Jones had long suffered from shell-shock, now known as post-traumatic stress disorder. It contributed to a nervous breakdown in mid-October 1932, precipitated by four months of prolific painting and writing, involving 60 large paintings and the first continuous draft of In Parenthesis.[1] His friends arranged for him to take a therapeutic trip to Jerusalem, which did not alleviate his condition, but influenced his later poetry. His breakdown precluded painting for most of the next 16 years. He was able to work at revising In Parenthesis. As he revised, he read it aloud to close friends, including Jim Ede, who alerted Richard de la Mare at Faber and Faber, to whom Jones agreed to submit it when complete. In 1937 it was published to very positive reviews and in 1938 won the Hawthornden Prize, then the one major British literary award.

Though Jones was unable to paint, his visual works were shown in Chicago in 1933, at the Venice Biennale in 1934, and at the World's Fair, New York, in 1939. In 1944 an exhibition of his art work toured Britain.

Later life

Jones spent most of the Second World War in London, enduring the Blitz. He painted a few important pictures, and to celebrate the wedding of his friend Harman Grisewood to Margaret Bailey, wrote Prothalamion and Epithalamion, which were eventually published posthumously.

In 1947 Jones created, in a single week, ten land-and-skyscapes at Helen Sutherland's house in Cumberland. As in 1932, this burst of activity precipitated a nervous collapse. He underwent psychotherapy at Bowen House in Harrow, under the psychologist William ('Bill') Stevenson. Influenced by Freud, Stevenson traced Jones's breakdown to oedipal and sibling tensions, combined with repressed fear during the war, explaining that, if allowed to strengthen, repression in the sexual domain shifted to repression of artistic freedom. He advised Jones to paint and write as essential to his healing.[1] This led Jones throughout the 1950s to make many beautiful painted inscriptions (an art form he invented), along with sometimes numinous still lifes of flowers in glass chalices.

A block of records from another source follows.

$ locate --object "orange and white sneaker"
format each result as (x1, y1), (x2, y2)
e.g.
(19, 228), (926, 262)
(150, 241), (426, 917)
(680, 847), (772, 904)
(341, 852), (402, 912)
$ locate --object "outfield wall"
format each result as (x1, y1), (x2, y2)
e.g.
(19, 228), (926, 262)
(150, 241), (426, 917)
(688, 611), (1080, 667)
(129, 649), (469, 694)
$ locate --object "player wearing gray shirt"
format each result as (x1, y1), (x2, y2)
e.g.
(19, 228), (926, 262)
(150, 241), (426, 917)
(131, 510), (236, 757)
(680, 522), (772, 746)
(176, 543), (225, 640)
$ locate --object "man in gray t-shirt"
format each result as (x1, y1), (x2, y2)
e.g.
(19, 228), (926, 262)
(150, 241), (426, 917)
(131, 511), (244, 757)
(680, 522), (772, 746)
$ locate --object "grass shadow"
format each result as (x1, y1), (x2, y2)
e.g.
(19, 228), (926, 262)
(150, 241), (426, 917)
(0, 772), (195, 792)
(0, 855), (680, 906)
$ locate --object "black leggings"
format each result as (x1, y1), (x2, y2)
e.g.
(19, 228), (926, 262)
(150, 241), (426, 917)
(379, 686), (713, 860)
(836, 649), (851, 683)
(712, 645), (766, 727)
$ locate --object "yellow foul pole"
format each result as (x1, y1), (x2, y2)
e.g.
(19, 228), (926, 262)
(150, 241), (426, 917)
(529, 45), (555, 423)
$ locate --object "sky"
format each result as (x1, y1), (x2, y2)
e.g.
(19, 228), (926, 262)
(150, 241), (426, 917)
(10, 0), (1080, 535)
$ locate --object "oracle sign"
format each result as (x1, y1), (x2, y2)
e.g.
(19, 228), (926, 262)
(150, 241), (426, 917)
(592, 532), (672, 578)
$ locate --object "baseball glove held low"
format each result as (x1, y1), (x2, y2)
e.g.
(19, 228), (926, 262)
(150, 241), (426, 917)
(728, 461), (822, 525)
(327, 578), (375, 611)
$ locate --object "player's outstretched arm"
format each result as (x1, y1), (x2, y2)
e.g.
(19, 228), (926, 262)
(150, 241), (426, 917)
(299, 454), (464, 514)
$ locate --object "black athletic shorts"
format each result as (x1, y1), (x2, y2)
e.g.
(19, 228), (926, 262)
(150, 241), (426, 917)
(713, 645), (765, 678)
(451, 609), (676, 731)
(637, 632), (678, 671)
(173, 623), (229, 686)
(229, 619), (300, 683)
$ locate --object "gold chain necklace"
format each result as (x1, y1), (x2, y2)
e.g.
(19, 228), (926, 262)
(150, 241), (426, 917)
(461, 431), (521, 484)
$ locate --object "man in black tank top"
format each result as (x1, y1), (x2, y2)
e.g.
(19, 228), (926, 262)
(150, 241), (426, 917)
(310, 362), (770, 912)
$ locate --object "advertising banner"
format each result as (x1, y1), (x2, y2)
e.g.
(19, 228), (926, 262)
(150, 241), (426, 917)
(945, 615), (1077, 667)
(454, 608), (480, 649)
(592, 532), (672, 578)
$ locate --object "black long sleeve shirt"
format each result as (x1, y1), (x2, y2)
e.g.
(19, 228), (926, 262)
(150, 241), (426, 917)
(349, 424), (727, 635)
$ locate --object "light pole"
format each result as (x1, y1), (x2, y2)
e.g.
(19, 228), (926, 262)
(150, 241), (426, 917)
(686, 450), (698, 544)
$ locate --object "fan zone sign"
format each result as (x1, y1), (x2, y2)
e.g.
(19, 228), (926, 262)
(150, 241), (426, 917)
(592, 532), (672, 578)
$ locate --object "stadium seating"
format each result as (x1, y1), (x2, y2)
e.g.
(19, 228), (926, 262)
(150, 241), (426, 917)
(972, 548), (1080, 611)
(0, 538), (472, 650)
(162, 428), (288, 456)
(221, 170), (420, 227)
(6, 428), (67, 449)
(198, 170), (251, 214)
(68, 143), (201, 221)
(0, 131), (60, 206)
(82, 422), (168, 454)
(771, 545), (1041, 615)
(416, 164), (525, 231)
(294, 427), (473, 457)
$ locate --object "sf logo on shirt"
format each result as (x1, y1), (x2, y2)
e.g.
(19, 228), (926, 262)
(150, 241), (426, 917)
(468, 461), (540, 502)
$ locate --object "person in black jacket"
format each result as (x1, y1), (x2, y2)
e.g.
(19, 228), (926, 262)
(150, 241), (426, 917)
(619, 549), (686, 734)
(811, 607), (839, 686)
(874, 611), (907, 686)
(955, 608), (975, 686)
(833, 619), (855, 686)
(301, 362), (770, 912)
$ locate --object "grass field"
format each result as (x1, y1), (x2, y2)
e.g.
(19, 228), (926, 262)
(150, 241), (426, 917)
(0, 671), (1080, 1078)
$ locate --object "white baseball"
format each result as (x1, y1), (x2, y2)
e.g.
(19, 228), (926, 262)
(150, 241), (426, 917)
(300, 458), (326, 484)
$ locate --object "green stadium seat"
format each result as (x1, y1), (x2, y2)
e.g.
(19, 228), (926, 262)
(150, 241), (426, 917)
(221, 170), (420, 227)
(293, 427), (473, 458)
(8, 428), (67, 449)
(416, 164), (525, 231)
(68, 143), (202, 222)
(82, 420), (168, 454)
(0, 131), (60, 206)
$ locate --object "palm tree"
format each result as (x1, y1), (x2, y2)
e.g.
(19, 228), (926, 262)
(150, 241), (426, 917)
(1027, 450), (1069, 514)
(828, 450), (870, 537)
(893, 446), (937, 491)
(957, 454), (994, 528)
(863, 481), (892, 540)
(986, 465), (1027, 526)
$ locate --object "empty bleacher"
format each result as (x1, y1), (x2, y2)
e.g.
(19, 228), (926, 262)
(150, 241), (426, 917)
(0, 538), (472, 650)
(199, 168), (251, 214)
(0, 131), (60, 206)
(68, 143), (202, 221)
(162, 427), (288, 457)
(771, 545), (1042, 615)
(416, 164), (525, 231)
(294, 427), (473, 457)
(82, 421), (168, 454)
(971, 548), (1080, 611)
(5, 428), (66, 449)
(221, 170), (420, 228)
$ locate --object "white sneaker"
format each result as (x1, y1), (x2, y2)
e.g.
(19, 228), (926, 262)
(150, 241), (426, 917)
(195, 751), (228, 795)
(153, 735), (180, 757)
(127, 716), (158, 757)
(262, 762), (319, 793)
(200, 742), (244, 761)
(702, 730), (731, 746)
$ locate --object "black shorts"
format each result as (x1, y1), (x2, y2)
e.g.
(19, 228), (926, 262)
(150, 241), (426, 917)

He was able to publish in 1952 his second epic-length poem The Anathemata.

In 1954 an Arts Council tour of his work visited Aberystwyth, Cardiff, Swansea, Edinburgh and the Tate Gallery, London.

In 1960, Stevenson began prescribing barbiturates and other harmful drugs that sent Jones's creative life into a virtual standstill for the next 12 years, though he struggled to revise and shape mid-length poems for inclusion in The Sleeping Lord (1974), a project he managed to complete after the prescriptions were terminated in the summer of 1972.[1] In 1974 Jones was made a Companion of Honour, an honour restricted to 65 living members.[6]

Death

In 1970 Jones broke the ball of his femur in a fall and thereafter lived in a room at Calvary Nursing Home in Harrow, where he was regularly visited by friends and died in his sleep on 27–28 October 1974. He was buried in Ladywell and Brockley Cemetery. In 1985, he was among 16 Great War poets commemorated on a slate stone unveiled at Poets' Corner in Westminster Abbey.[7]

Art

Although Jones began exhibiting paintings in London galleries in 1919, his chief public creative expression was initially engraving. Soon after learning how to engrave, he entered the vanguard of the renewal of wood-engraving as an artform (instead of the reproductive craft it had been through most of the 19th century). He was among the first modern engravers to combine white-line and black-line engraving. His two acknowledged masterpieces of book illustration are The Chester Play of the Deluge (1927) and The Rime of the Ancient Mariner (1929). In both of these, engravings mirror one another in design and are arranged in the text to form a chiasmic structure. Jones would use this structure to give unifying symbolic form to his second epic-length poem, The Anathemata.[4]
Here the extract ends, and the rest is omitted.